Hannah Arendt The Human Condition, Prologue

1957年,一个人造的、在地球上诞生的物体,被发射到了太空中,在随后的数星期内,它绕地球航行,与不停地做旋转运动的天体——太阳、月亮和星辰——一样,遵循着同一套重力规律。准确地说,这个人造卫星既不是月亮或星星,也不是沿圆周轨道运行的天体,后者对我们受地球寿命所限的凡人来说,是永恒存在下去的东西。不过,在一段时间里,这个人造卫星打算留在太空中,它以与天体近似的方式在天上栖息和运行,仿佛它已被暂时地允许加入它们的高贵行列。

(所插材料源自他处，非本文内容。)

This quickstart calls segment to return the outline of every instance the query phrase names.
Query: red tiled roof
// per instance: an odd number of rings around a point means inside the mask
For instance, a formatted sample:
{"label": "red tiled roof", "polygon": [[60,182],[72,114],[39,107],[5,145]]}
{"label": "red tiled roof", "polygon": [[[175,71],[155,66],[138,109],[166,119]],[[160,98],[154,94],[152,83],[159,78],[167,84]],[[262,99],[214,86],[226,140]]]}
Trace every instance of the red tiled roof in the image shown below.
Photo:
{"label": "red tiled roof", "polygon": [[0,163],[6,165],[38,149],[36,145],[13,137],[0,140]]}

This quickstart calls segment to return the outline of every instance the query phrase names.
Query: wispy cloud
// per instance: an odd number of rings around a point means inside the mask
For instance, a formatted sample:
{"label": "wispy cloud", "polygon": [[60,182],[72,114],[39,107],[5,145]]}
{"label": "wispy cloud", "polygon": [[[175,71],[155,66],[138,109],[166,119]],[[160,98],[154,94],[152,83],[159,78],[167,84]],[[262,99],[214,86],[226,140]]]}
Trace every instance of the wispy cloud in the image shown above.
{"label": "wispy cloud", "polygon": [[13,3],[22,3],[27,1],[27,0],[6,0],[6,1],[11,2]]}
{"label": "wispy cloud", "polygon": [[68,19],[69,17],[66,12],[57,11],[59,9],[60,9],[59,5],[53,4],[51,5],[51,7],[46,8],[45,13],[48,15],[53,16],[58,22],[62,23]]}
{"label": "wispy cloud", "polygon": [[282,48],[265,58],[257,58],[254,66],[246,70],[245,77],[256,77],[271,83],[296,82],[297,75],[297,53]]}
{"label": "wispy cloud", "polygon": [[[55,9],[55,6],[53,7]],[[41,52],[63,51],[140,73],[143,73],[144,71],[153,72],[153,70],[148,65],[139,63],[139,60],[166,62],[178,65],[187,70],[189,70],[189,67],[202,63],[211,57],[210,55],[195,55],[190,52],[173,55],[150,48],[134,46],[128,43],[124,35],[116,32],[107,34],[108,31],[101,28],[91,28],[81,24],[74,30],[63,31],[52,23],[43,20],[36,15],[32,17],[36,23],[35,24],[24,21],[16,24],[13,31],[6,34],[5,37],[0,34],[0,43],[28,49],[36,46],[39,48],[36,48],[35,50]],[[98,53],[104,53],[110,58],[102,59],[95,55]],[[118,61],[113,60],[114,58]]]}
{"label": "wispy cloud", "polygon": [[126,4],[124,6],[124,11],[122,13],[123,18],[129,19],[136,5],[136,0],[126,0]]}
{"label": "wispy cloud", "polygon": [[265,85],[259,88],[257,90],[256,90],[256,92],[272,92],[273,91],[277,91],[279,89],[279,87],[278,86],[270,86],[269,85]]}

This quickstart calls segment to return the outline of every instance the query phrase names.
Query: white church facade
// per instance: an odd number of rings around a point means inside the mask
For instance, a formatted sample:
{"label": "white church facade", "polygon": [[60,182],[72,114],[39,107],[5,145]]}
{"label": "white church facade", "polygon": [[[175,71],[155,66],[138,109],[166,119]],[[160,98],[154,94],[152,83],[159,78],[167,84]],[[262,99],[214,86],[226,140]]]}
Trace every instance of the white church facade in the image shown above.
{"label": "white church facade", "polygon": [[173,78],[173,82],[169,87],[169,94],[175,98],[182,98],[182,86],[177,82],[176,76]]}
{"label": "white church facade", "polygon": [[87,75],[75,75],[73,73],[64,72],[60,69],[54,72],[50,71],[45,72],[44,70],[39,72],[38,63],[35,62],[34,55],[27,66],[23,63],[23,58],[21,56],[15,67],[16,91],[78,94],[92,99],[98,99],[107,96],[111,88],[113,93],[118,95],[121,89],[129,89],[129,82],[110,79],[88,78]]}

这一在重要性上无可比拟,甚至比原子裂变还重要的事件,如果不考虑它在军事上和政治上带来的令人不快的影响,就应当得到人们无比喜悦的欢呼。但奇怪的是,人们的欢呼并非胜利的喜悦,也不是在面对人力掌控自然的巨大力量时,充盈于心中的骄傲和敬畏之情(现在当他们从地球上仰望天空时,就能观看到一个他们自己制造的东西)。在事件发生的一瞬间,直接的反应是大松一口气,人类总算“朝着摆脱地球对人的束缚迈出了第一步”。这个奇特的宣言不是某个美国记者随口说说的,而是恰好重复了二十年前刻在一位俄国伟大科学家墓碑上的惊人之语:“人类不会永远束缚在地球上。”

这样的情绪一段时间来很常见,表现为人们已处处不愿再慢吞吞地理解和适应科学发现和技术进步,而且,他们在几十年里就把科学甩到了后头。在这儿和在其他方面一样,科学家们实现了人们最大胆的梦想,证明这些梦想既不狂野也非荒诞无稽。新奇的只是这个国家中最受人尊敬的一份报纸,终于把直到那时还尘封在不太受人尊敬的科幻文学里的故事(不幸的是,对科幻故事作为一种大众情绪和大众愿望的传达手段,没有人给予应有的重视)登上了报纸头条。这个报道的平庸不应当让我们忽视它事实上的了不起,因为尽管基督徒说过尘世是一个泪之谷,哲学家把他们的身体视为思想或灵魂的监狱,但人类历史上还没有哪个人把地球本身看作人类身体的监狱,或表现出如此急切地想从地球上移居到月球上的渴望。难道肇始于一种背离(不必然是背离上帝,而是背离作为“我们在天上的父”的一位神)的现代解放和世俗化,要终结于更致命的对地球本身——天空下所有生物之母——的背弃吗?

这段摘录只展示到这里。